Through 12 chapters running into more than 350 pages he takes the reader through the instrument’s beginnings in Thanjavur, the migration of its makers to Madras and the establishment of the crafting tradition there, the specific aspects of mrdangam-making – working with wood, the curing and preparation of hides, other materials used to create tone and timbre — and debates around the aesthetics of the instrument’s sound.

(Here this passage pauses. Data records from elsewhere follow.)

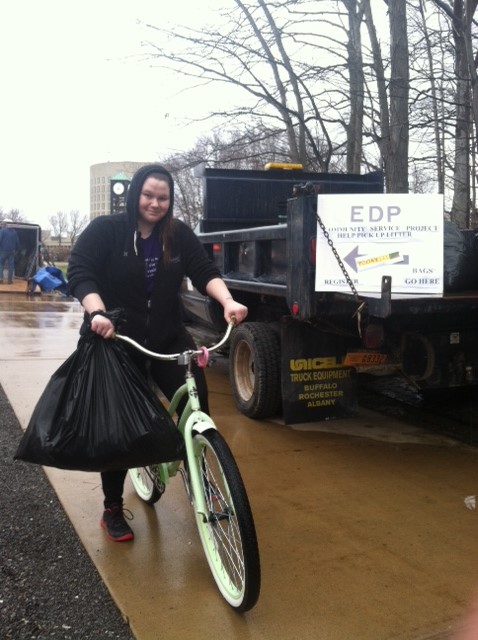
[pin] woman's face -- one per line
(154, 201)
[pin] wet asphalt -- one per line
(49, 588)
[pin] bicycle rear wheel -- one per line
(147, 483)
(227, 532)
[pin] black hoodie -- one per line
(107, 260)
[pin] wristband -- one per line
(98, 312)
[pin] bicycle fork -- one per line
(196, 422)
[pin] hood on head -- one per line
(134, 190)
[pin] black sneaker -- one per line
(115, 525)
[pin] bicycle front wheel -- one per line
(147, 483)
(227, 530)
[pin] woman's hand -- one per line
(233, 309)
(102, 326)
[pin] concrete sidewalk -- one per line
(362, 527)
(49, 587)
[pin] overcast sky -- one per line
(73, 94)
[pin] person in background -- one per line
(9, 242)
(137, 261)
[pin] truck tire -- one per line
(255, 370)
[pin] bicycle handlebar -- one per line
(175, 356)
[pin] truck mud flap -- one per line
(314, 384)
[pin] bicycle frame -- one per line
(192, 418)
(214, 486)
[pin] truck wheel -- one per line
(255, 370)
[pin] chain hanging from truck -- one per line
(310, 188)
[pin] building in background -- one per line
(108, 184)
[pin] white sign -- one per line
(375, 235)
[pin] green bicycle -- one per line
(214, 486)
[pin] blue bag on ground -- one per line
(98, 413)
(51, 279)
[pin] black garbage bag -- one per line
(98, 413)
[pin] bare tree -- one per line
(14, 215)
(355, 10)
(59, 224)
(76, 224)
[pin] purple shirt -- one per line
(152, 251)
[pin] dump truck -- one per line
(313, 326)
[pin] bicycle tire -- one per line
(147, 484)
(228, 536)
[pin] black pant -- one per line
(168, 376)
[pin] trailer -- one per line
(301, 349)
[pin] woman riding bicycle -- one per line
(137, 261)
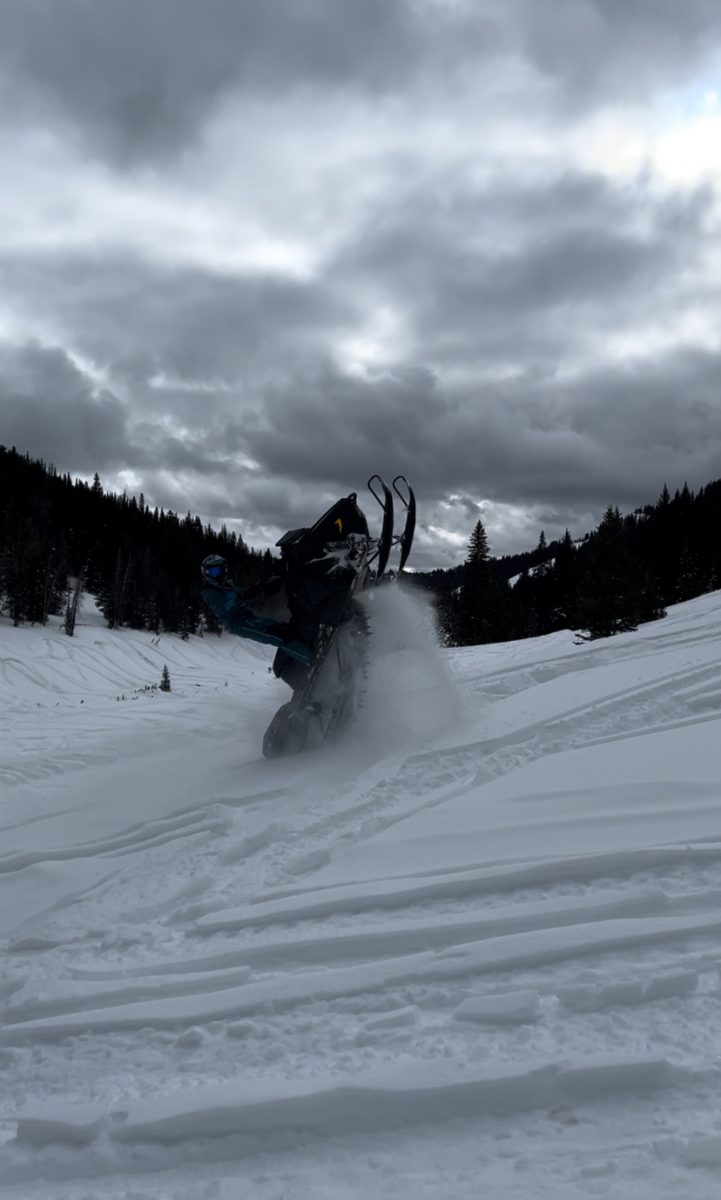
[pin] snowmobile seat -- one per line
(300, 546)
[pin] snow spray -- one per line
(410, 695)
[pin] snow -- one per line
(475, 951)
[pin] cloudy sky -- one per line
(252, 251)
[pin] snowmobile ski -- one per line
(407, 498)
(328, 568)
(382, 492)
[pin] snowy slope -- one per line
(475, 952)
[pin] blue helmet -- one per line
(214, 569)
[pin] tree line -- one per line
(622, 574)
(59, 538)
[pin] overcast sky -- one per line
(252, 251)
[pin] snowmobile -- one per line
(326, 569)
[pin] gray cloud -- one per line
(48, 405)
(137, 81)
(455, 294)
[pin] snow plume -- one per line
(410, 696)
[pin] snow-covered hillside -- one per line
(474, 952)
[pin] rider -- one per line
(232, 606)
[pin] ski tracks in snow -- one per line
(232, 984)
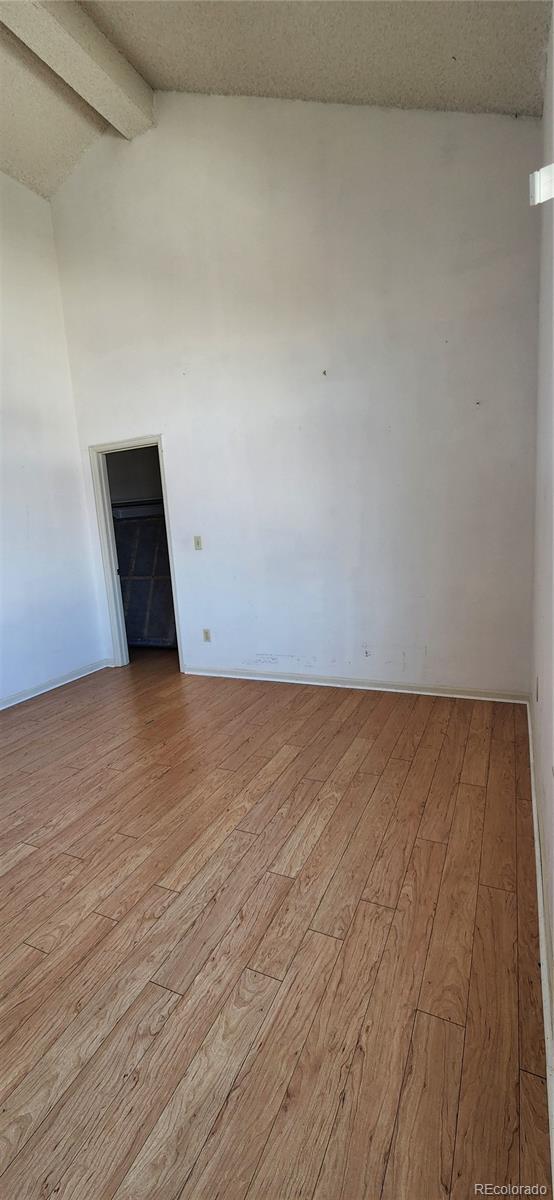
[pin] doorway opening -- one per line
(136, 547)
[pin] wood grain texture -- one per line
(498, 861)
(441, 798)
(170, 1151)
(420, 1162)
(535, 1164)
(196, 1000)
(487, 1141)
(355, 1161)
(445, 985)
(232, 1152)
(293, 1155)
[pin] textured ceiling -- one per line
(474, 55)
(43, 126)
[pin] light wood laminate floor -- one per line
(266, 941)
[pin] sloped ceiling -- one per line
(473, 55)
(470, 55)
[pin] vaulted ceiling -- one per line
(469, 55)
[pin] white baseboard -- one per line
(18, 697)
(546, 948)
(511, 697)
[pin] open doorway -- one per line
(136, 547)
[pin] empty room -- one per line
(277, 610)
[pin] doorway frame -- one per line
(98, 466)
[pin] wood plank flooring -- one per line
(266, 942)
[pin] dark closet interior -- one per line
(142, 544)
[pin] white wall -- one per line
(542, 709)
(330, 316)
(49, 610)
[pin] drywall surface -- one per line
(49, 607)
(330, 316)
(543, 681)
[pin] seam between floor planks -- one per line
(356, 732)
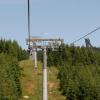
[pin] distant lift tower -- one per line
(37, 43)
(87, 42)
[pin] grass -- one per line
(31, 82)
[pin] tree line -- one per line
(79, 71)
(10, 55)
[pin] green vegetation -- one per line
(32, 82)
(10, 54)
(79, 71)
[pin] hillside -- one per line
(32, 82)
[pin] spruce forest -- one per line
(79, 70)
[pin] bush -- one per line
(9, 78)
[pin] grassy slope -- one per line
(32, 82)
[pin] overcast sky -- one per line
(68, 19)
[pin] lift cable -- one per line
(29, 24)
(86, 35)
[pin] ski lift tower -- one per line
(37, 43)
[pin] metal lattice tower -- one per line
(37, 43)
(87, 42)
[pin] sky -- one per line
(67, 19)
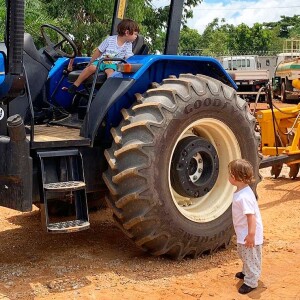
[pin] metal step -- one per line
(68, 226)
(64, 186)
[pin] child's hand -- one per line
(249, 241)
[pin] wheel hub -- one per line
(195, 167)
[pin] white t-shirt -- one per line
(244, 202)
(109, 48)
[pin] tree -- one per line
(189, 39)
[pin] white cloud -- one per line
(237, 12)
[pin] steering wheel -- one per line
(55, 50)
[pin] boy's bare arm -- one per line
(95, 55)
(250, 238)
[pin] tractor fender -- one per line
(119, 92)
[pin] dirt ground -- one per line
(101, 263)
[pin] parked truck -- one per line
(247, 73)
(155, 140)
(286, 84)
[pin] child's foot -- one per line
(245, 289)
(72, 89)
(240, 275)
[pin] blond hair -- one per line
(241, 170)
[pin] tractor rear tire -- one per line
(168, 176)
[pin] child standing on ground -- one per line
(115, 46)
(247, 224)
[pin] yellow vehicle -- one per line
(280, 138)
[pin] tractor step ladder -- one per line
(62, 176)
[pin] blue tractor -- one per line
(154, 141)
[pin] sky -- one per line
(238, 11)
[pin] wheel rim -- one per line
(218, 199)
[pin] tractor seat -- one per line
(138, 48)
(72, 76)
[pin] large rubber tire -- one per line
(145, 200)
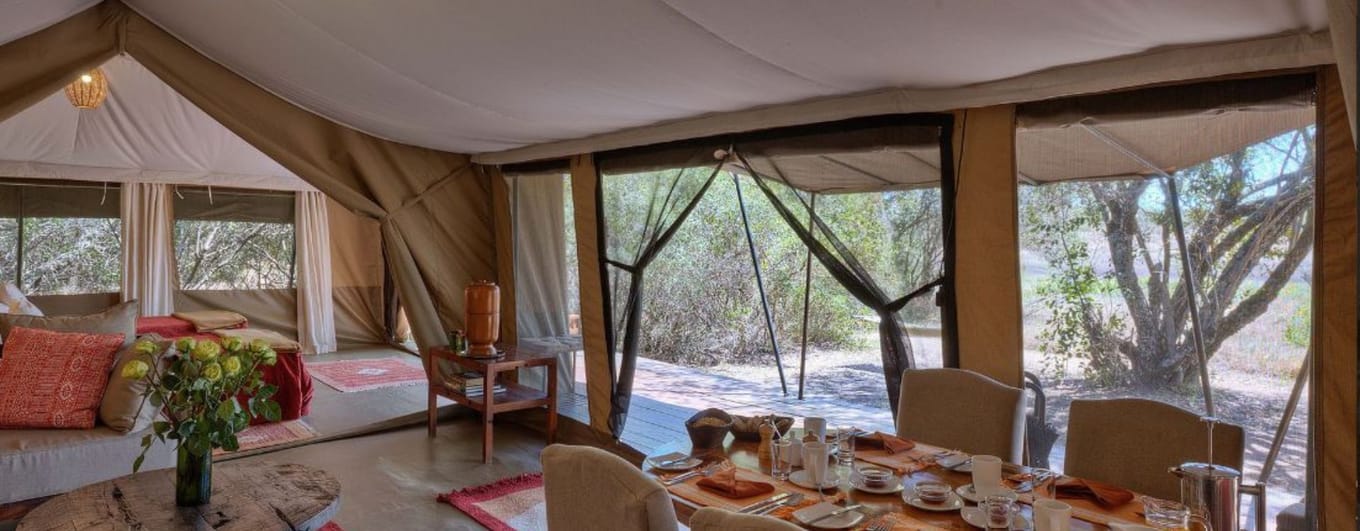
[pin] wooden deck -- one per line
(665, 395)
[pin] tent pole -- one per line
(1186, 268)
(765, 302)
(807, 297)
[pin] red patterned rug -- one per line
(505, 505)
(269, 435)
(366, 375)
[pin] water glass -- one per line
(781, 458)
(998, 511)
(845, 445)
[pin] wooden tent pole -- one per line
(807, 297)
(765, 302)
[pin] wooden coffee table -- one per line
(257, 496)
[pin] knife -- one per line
(837, 512)
(763, 503)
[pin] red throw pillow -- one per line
(55, 379)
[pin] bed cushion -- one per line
(120, 319)
(55, 379)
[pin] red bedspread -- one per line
(289, 375)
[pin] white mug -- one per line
(815, 462)
(1051, 515)
(816, 426)
(986, 474)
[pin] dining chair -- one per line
(714, 519)
(1132, 443)
(963, 410)
(589, 489)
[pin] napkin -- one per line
(726, 484)
(892, 444)
(1105, 494)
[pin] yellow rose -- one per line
(206, 350)
(135, 369)
(212, 371)
(185, 345)
(146, 347)
(231, 365)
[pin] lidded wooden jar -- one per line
(482, 316)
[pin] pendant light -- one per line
(89, 90)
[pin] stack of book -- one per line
(469, 384)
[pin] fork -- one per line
(706, 471)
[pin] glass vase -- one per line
(193, 478)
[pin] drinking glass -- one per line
(998, 511)
(781, 458)
(1045, 484)
(845, 445)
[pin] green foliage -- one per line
(196, 384)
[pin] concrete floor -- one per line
(389, 481)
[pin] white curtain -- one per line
(148, 268)
(316, 307)
(540, 263)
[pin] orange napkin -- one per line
(892, 444)
(726, 484)
(1105, 494)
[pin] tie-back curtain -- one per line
(148, 267)
(643, 208)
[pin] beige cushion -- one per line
(713, 519)
(1133, 441)
(123, 407)
(14, 301)
(589, 489)
(120, 319)
(963, 410)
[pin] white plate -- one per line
(894, 486)
(677, 467)
(804, 479)
(842, 522)
(952, 503)
(975, 518)
(967, 492)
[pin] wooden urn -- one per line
(482, 316)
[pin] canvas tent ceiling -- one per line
(487, 76)
(144, 131)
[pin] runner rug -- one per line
(506, 505)
(366, 375)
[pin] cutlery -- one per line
(790, 501)
(834, 513)
(763, 503)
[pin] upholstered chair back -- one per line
(963, 410)
(588, 489)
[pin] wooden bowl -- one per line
(710, 433)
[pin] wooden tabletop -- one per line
(256, 496)
(744, 456)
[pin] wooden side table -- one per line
(514, 396)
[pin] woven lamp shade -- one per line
(89, 90)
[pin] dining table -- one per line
(881, 511)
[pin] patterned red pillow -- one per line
(55, 379)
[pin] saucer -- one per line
(975, 518)
(967, 492)
(804, 479)
(842, 522)
(952, 503)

Sebastian, or Sevittian, was the son of Arogyam, who is said to have been the first mrdangam maker, according to oral history uncovered by Krishna. Dating perhaps only to the early part of the 20th century, the mrdangam’s precursor was the tavil, and Arogyam was a craftsman of the tavil before he and his son started producing the mrdangam, supposedly at the behest of the maker Ratnam. Sevittian is said to have developed the important, and, perhaps most prominent tradition of mrdangam making, the Thanjavur Bani. The story begins with the crafting of the mrdangam by Sevittian under the supervision of Thanjavur Vaidyanatha Iyer, a legendary mrdangam player. Krishna describes how Vaidyanatha Iyer gave lessons to a young boy from Palghat, when the latter travelled with his father from Palghat to meet him. The young boy, who would become the legendary Palghat Mani Iyer, is credited with highly innovative techniques and the extraction of exquisite tones from the mrdangam. While this is a well-known fact, the relegation of Parlandu, the son of Sevittian, who made mrdangams for Mani Iyer, to the role of a mere “executor” being “unacceptable” marks the starting point of the book’s finely-grained arguments.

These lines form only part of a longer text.